I was backpacking in Yellow Stone above the tree line at about 10,500 feet. We are hiking on a ridge above a lake when all the sudden we come across a horse skull. No body just the skull, pretty cool looking. We get to our campsite not to far away from the lake near where we found the horse skull. When we get climb down to the lake we find the body of the horse rotting on the edge of the lake with with negative film strips floating in the water and laying around the shore near the body.

- Credit to orilykid

The Man In The Blue Jacket

Over the years when I have told this story, many people haven’t believed me, but it’s true as the sky is blue. Me and my brother were hiking out in our new backwoods (we had just moved in to a new house) and we stumbled upon a small open grass field. In the center of it, there was a person with a blue jacket crouched over. We thought it was a friend of ours that we had recently met, so I ran out to meet. I did not have my glasses on, but I got pretty close enough to see that it was a grown man leaned over the carcass of a deer, stabbing it with an unsharpened stick. He looked up, and saw me. I was pretty freaked out, so I turned around and yelled at my brother to run, and so we started to sprint as fast as we could back home.

- Credit to McQuack_Inc

Someone Watching The Campsite In The Dead Of Night

I work in the outdoor field and lead trips regularly. I once led a trip to the top of Mt. Stringer in NC. It’s a tough climb to get to the top and about 6 miles from the nearest road. I was leading a group of 8 middle school kids and had one co-instructor. We were camping out on top of the mountain and it was a beautiful night with a full moon. The kids and the other co-instructor went to bed in their tents. I chose to spend the night in a hammock that night. I was really into a book I was reading so I stayed up and read until about 10:30 pm. I turned my headlamp off to settle in for the night. Everything around me was rather bright from the moon and from the position I was in, I could see down the trail we had hiked to get to the top. I laid there enjoying the scenery and noticed something moving on the trail. Bears are common in the area so I perked up. As it got closer, I could tell it was a person.

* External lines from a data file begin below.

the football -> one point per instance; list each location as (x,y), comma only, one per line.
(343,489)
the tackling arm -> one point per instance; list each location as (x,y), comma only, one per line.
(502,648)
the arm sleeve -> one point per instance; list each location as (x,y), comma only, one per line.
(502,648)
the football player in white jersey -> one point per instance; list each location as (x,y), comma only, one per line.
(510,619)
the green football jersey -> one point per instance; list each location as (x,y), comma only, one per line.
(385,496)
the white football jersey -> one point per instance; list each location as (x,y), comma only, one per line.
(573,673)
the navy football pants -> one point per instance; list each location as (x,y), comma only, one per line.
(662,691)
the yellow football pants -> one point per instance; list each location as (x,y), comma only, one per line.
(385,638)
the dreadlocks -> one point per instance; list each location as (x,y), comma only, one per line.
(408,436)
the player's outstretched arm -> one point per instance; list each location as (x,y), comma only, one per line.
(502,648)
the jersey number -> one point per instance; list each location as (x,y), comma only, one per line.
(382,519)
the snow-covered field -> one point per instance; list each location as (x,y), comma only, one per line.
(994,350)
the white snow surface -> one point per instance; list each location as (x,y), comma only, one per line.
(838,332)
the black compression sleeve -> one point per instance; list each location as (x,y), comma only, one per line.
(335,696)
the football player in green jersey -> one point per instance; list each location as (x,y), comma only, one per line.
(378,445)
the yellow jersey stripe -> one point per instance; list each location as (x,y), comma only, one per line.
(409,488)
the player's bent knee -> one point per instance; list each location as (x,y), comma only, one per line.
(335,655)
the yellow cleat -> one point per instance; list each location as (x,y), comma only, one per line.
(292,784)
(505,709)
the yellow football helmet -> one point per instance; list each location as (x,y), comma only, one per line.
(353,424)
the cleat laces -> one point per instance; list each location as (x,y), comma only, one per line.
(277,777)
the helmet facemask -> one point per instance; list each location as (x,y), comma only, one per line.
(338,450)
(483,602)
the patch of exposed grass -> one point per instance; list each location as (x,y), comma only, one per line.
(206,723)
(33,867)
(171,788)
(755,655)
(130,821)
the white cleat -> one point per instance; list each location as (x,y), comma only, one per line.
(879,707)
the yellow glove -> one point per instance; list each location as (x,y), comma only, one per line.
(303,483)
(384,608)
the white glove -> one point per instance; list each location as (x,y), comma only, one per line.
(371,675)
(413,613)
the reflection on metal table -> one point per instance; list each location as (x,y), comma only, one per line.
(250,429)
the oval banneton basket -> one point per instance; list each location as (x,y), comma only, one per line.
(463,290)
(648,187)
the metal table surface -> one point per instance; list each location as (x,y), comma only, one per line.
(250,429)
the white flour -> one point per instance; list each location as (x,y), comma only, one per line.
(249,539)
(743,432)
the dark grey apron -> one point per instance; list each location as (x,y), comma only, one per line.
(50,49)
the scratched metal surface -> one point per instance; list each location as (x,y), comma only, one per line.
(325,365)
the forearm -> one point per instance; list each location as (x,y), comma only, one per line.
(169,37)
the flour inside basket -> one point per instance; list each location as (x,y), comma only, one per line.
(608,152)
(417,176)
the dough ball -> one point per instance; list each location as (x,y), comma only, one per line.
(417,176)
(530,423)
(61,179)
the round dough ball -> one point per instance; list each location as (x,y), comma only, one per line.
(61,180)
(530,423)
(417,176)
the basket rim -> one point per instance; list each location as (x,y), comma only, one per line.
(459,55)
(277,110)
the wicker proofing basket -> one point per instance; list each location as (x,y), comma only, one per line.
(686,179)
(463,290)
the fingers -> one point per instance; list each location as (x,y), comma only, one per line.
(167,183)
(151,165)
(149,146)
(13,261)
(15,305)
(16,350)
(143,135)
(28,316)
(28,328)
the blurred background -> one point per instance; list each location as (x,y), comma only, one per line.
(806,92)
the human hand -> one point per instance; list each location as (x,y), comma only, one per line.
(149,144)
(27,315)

We were in the middle of nowhere and there was someone hiking up the trail with no headlamp or any gear. I was just frozen watching this person move closer to our camp. They arrived at the top of the mountain where we were and just stopped. I watched as what appeared to be a man surveyed our camp. I really could only see the outline of him. He stood there for what seemed like thirty minutes but may have been 10. He then turned, sat down under a tree facing our camp. He was sitting up in a way that I knew he wasn’t trying to sleep. He just sat there staring at our camp. I had no idea what to do. I decided to wait it out. I waited, just staring at the man while he stared at my camp. This went on until about 3:30 am. Then, he stood up, took a moment to survey my camp a few minutes longer and then went back down the trail he came up on. I, to this day have no idea what that was all about but it freaked me out. I was paranoid that we were being followed for the rest of the trip.